I’m not honestly sure what the Fighting Illini coach is supposed to do when he’s trying everything but nobody is playing even average and you’re staring up at the scoreboard and it says: Miami 45, Illinois 18.

When Underwood was at Stephen F. Austin, it would be Thomas Walkup who would make sure everybody was locked in defensively and attention to detail was happening in practices. At Oklahoma State, it was Jawun Evans that got his team out of the 0-6 hole it dug itself in Big 12 Conference play.

“We just got to come in more focused and I’ll step in with my part and get my teammates ready, get myself ready and have ourselves prepared for the next game,” Illini senior guard Andres Feliz said. “We just got to stay together. This is going to be fun to watch because we’re going to be great.”

The fact is Underwood’s best teams are player-driven, player-led and player-run. It’s a mentality, competitiveness, and ownership instilled by the coaching staff to get them prepared for the moment - these types of moments like Monday night. Illinois will open Big Ten Conference play against No. 3 Maryland Saturday. The Terrapins are player-led by Anthony Cowan. Michigan has a first-year coach who had never been a head coach at any level before this season. They’ve risen to No. 5 in the latest Associated Press poll because Jon Teske and Charles Matthews demand a level of excellence and weren’t going to let John Beilein walking out of the door to Cleveland make them start losing.

"We didn’t go as hard as we can," Bezhanishvili said. "You can always go harder and harder and we didn't go as hard as we could.
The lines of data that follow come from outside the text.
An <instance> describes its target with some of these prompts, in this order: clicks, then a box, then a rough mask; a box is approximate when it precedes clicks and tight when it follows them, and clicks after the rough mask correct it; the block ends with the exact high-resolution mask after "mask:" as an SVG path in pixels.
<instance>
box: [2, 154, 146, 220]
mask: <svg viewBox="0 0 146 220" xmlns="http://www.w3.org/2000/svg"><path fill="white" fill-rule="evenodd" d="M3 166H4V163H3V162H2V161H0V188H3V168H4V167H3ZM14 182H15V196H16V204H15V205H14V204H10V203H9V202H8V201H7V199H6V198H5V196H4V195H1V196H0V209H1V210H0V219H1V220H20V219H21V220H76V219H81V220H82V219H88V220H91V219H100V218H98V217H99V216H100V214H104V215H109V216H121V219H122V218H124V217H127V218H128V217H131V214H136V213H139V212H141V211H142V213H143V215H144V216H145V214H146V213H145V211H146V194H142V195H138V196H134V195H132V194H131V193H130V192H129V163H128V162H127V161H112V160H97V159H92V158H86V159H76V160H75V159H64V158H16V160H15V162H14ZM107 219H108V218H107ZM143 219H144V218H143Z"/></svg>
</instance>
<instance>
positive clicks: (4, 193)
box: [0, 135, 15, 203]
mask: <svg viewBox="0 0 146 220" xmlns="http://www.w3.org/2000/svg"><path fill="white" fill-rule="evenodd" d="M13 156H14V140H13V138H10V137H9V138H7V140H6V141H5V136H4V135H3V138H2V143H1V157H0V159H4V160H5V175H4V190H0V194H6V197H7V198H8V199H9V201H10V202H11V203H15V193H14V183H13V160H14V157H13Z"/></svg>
That's on our part. That's the players' part is to come ready every day."

At Illinois, that player-led role should be firmly in the palm of Dosunmu’s hand. The keyword there is should be. Except Dosunmu is the one who was just 2 of 6 in this dreadful first half Monday night and is walking the ball up the floor with the Illini down one with 13 seconds left but with no timeouts.

Illinois is now 0-2 against Power 5 Conference opponents in what was supposed to be a resurgent season for this program. The simple conclusion based on Monday’s repulsive losing result to a very beatable Miami team is if Illinois doesn’t suddenly become a player-led team, this 19-20 team will fall very far short of Feliz’s Monday night proclamation of “being great”.